Home Free is a program of the Volunteers of America – Oregon designed to expand access to services among survivors of domestic violence facing housing instability. Home Free closed its emergency shelter in 2003 and retooled its services to provide mobile supports to families in housing and other community-based settings.
Problem or Challenge:
Prior to 2003, Home Free offered facility-based emergency shelter and transitional housing to survivors of domestic violence and sexual abuse. Program administrators recognized that they were serving only a fraction of the households in need. A 1998 study found that only 15 percent of families surviving domestic violence accessed a hotline or a shelter.
To meet the needs of households outside the scope of their current programs, Home Free administrators added outreach services and began using a mobile service delivery approach to serve households in the community. They discovered they were reaching a different and broader group of survivors. Home Free helped families explore housing options and began to implement a rapid re-housing approach, using motel vouchers as needed for emergency housing.
Moving from providing services exclusively through a shelter-based approach to one that served households throughout the community was transformative. Home Free found that it was serving many more households than it had reached previously, that many more survivors were accessing services, and that rapid re-housing was a cost effective service with far-reaching impacts on safety and stabilization. In 2003, after a small-scale pilot that linked rapid re-housing assistance with community-based services, Home Free decided to close its emergency shelter after 77 years of operation. By coordinating with community partners to ensure 24-hour access to crisis services, Home Free also reduced its hotline hours to 8 am – 6 pm Monday through Friday, expanded the motel voucher program, and further concentrated its efforts on expanding non-residential service elements and offering assistance to connect families to permanent housing.
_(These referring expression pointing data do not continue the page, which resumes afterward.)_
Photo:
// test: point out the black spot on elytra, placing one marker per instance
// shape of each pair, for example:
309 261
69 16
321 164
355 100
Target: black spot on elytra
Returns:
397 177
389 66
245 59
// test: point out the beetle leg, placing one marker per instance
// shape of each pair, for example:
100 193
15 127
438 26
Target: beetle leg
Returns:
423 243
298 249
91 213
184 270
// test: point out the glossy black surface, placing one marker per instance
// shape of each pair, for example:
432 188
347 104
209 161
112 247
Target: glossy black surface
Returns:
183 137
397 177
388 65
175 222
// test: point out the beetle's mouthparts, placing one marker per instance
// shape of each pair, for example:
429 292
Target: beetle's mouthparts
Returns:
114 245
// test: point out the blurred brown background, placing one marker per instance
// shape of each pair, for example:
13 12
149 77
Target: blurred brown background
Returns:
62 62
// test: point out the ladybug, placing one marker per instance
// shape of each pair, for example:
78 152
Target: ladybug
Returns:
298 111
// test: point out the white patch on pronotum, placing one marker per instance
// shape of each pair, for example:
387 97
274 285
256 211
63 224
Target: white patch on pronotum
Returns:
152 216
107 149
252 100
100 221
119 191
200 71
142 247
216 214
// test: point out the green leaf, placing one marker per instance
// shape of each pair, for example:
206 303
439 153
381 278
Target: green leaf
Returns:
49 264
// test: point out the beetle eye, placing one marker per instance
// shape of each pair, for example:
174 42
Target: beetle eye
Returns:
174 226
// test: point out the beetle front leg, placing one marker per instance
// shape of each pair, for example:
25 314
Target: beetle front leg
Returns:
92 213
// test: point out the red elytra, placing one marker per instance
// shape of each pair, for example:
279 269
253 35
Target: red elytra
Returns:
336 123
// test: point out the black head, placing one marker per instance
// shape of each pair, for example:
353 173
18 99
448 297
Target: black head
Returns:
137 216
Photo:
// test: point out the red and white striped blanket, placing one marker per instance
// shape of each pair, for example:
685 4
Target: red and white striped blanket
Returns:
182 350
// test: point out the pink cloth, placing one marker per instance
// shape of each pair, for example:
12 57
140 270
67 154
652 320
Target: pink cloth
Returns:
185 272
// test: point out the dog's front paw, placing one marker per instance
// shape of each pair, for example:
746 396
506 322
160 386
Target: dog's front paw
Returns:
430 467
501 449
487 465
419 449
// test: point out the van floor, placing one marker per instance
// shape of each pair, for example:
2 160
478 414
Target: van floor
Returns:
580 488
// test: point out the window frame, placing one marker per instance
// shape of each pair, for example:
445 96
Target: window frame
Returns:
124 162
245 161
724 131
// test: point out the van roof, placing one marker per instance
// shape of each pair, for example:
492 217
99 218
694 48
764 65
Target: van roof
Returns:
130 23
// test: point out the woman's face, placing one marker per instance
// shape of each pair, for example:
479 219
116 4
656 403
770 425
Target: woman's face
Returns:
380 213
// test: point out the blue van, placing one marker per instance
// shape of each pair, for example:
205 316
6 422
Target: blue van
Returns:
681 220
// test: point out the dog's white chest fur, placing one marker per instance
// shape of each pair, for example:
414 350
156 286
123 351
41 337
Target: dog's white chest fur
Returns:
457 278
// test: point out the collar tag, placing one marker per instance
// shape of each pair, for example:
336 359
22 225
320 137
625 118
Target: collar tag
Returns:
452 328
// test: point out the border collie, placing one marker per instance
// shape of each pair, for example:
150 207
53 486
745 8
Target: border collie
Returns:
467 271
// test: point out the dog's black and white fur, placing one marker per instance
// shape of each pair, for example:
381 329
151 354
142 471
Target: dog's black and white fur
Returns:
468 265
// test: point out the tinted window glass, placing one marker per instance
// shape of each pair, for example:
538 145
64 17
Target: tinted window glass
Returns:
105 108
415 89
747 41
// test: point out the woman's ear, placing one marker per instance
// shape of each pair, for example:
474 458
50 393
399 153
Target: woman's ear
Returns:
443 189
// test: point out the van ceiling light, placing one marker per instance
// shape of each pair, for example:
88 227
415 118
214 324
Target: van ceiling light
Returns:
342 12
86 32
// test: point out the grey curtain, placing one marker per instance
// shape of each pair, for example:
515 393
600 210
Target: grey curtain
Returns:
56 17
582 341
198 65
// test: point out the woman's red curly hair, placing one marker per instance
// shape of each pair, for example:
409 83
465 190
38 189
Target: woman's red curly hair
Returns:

Home Free serves a variety of populations. The basic eligibility criteria for the participants in the rapid re-housing program are very inclusive:
Survival of a domestic violence or sexual abuse situation;
Immediate crisis caused by violence or abuse has been somewhat stabilized;
Permanent housing stabilization is a primary need; and
Financial resourcefulness was compromised by domestic violence or other barriers.
The assessment process for the program is designed to be minimally intrusive and focuses primarily on rental and employment histories and potential barriers to housing. Consequently, the program is serving households with an array of needs. A majority of households served are actively involved with the child welfare system, nearly 50 percent have a history of a mental health problem, and nearly one-third have a history of alcohol and/or drug problems. Home Free is assisting a higher proportion of Latino, African-American, and Native American households than it had in the past, signaling progress in its goal to increase access to services by historically underserved communities.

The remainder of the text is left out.